As for the cost to construct one surface parking space, which you give as $5,000, consider the following: According to the International Parking Institute, a parking industry trade association, a reliable average cost per space for a multi-level garage is $7,000, although the actual cost can range from $4,500 to more than $20,000, depending upon type of construction, special features, etc. According to IPI, annual operating cost for a garage is $650 per space, and according to Parking Structures: Planning, Design, Construction, Maintenance, and Repair by Anthony P. Chrest, Mary S. Smith, Sam Bhuyan, Mohammad Iqbal, and Donald R. Monahan (this will also be part of the forthcoming Commuter Outrage library), the cost to operate surface parking is about $100 per year per space. Assuming both parking facilities operate only 12 hours per day (conservative), 365 days per year (about right), and assuming a useful life of 10 years (for depreciation cost), the hourly cost is 14 cents for surface parking and 31 cents for garage parking. $1.00 per hour is a fairly common rate for surface and street parking, and $5.00 per hour is probably a reasonable national spaces-weighted average for garage parking. It seems to me – and I know you’ll correct me if I’ve erred in the math – that the average parker pays well in excess of the cost of parking.

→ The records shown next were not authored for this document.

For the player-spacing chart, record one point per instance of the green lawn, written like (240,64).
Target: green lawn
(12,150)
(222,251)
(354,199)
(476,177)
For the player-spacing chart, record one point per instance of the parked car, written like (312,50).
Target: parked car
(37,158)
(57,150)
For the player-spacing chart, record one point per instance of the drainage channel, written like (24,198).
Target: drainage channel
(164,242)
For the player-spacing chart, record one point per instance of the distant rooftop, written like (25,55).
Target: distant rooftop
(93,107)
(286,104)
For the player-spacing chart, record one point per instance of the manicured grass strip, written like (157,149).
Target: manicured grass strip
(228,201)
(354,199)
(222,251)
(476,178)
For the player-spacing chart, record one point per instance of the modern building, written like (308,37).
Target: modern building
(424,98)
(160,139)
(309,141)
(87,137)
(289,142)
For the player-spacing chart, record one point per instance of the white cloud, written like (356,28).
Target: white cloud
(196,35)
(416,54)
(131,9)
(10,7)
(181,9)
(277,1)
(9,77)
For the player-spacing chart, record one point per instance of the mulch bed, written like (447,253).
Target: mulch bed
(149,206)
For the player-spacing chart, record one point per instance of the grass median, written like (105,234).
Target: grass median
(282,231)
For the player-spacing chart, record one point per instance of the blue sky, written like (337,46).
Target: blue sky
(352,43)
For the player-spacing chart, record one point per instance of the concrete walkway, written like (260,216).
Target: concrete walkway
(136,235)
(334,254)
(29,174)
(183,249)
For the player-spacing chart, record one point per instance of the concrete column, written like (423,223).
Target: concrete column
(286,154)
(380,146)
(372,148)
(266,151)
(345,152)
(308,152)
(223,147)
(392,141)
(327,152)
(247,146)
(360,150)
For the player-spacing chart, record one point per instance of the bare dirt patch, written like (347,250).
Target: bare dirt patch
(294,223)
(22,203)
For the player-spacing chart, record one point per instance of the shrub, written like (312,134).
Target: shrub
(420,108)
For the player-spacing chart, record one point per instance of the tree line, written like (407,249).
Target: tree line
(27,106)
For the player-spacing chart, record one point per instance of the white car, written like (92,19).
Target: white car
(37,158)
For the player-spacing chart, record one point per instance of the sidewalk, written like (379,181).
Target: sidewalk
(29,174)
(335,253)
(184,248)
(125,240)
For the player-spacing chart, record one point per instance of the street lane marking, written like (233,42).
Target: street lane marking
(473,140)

Never mind the fact that most parking is operated as a source of net revenue – i.e. profit. Cities use it as a source of additional funding (the public sector accounts for about half of all U.S. parking revenues, according to IPI) and there are countless private firms – in econ-speak, profit-maximizing entities – in the parking business. These businesses – dozens in DC alone – would not be in business if their customers did not pay the cost of the parking spaces plus some additional margin.
Free parking also isn’t free; its price just isn’t always explicit. The cost to construct and operate free parking is implicit in the prices consumers pay at the business served by the parking structures. If a business isn’t factoring in the cost of offering free parking to its customers into its prices, that’s the business’s problem, not the customers, and certainly not the tax-payer’s.